In 1854, a cholera outbreak ravaged the SoHo district of London, killing more than 600 people. The city had weathered cholera epidemics in 1832 and 1849, but 1854 was different because of Dr. John Snow. The British doctor sought the source of the cholera through a radical experiment—the collection of data.
Snow documented every instance of the disease, literally mapping the outbreak and discovering that at the center of the illness was a single water pump. The finding paved the way for a theory that sickness was caused by germs rather than bad air.
Seth Stephens-Davidowitz cites Snow as a pioneer and his study as one of the earliest uses of Big Data. In his new book, Everybody Lies: Big Data, New Data, and What the Internet Reveals About Who We Really Are, Stephens-Davidowitz takes data analysis a step further and uses search results from Google and other Internet platforms to uncover the disparity between what people say and what people do.
Without Internet data, social scientists have traditionally relied on self-reported information. But, Stephens-Davidowitz notes, people lie about their innermost feelings. “Certain online sources get people to admit things they would not admit anywhere else. They serve as a digital truth serum,” he writes.
And that truth is not always pretty. Stephens-Davidowitz learned that a virulent, widespread racism exists in the midwestern United States; that the number of searches for “voting” in October can predict turnout for elections in November; and that child abuse reporting rates went down while actual abuse rose.
Our interaction with the Internet and with social media is also leading to new types of information that provides insight into society’s fears and anxieties. For example, Internet searches reveal that parents are excited about the intellectual prowess of their sons but concerned about the appearance of their daughters.
While these insights are revealing, Stephens-Davidowitz warns about putting too much stock in numbers alone. “A special sauce is often necessary to help Big Data work best: the judgment of humans and small surveys, what we might call small data.”
This small data manifests in human decisions based on expertise in a certain subject or simply on experience.
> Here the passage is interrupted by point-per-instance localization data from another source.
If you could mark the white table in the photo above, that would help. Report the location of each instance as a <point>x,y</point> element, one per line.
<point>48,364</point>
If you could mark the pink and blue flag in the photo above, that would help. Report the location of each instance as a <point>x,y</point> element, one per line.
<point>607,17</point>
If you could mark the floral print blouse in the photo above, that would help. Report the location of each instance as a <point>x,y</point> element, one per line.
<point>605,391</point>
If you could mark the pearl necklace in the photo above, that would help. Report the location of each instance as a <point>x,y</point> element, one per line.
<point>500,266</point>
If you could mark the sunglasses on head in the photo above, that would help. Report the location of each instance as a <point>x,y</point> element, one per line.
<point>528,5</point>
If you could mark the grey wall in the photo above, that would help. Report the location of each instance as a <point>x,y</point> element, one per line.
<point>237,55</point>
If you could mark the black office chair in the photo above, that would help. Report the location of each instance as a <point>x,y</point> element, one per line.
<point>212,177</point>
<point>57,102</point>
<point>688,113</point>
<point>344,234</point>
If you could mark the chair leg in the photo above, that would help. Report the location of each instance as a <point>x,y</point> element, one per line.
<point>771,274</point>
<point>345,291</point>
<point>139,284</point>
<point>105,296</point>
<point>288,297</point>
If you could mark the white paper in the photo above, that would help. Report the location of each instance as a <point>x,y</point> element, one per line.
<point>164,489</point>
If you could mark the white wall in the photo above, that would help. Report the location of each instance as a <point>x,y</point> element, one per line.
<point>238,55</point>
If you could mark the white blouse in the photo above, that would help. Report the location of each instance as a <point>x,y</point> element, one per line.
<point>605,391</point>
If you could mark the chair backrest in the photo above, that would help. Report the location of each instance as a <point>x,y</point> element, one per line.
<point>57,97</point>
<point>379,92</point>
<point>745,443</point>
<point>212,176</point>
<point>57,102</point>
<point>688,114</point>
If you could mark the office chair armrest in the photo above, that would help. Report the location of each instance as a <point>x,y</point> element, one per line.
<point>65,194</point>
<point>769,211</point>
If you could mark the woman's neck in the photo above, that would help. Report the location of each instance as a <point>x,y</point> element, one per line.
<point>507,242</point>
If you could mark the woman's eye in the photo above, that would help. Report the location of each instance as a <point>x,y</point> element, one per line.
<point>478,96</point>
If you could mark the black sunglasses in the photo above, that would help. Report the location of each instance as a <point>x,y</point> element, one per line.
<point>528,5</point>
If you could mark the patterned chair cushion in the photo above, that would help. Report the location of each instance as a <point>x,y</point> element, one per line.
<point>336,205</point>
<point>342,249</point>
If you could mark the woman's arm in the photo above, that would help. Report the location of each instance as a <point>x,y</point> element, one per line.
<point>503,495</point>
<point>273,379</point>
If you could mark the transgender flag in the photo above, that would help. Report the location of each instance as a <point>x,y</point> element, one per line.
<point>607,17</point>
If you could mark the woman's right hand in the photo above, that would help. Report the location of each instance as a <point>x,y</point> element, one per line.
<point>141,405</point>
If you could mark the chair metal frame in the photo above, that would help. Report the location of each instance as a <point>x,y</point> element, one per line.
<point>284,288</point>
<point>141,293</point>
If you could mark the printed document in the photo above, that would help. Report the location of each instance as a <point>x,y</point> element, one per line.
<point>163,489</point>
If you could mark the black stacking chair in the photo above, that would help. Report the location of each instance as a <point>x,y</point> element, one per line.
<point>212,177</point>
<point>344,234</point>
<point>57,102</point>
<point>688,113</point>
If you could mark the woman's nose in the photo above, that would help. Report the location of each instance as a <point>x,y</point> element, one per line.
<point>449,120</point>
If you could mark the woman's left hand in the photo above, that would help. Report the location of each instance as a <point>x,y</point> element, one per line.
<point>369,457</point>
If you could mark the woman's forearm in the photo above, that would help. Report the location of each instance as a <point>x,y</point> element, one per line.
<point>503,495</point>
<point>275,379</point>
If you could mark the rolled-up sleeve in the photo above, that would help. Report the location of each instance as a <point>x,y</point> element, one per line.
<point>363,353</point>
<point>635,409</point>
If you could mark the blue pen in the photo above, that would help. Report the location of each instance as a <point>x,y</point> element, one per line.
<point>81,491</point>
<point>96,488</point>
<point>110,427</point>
Both types of data are critical in solving a problem explored in this month’s cover story. In “The Dirty Secret of Drug Diversion,” Assistant Editor Lilly Chapa talks to experts who crunch numbers to determine which medical facilities might be victims of diversion—instances when controlled substances are intercepted before they reach the patient. However, investigators are on hand to explore the human element as well, noting that drug diverters—who are often addicts—need help and are relieved to be caught.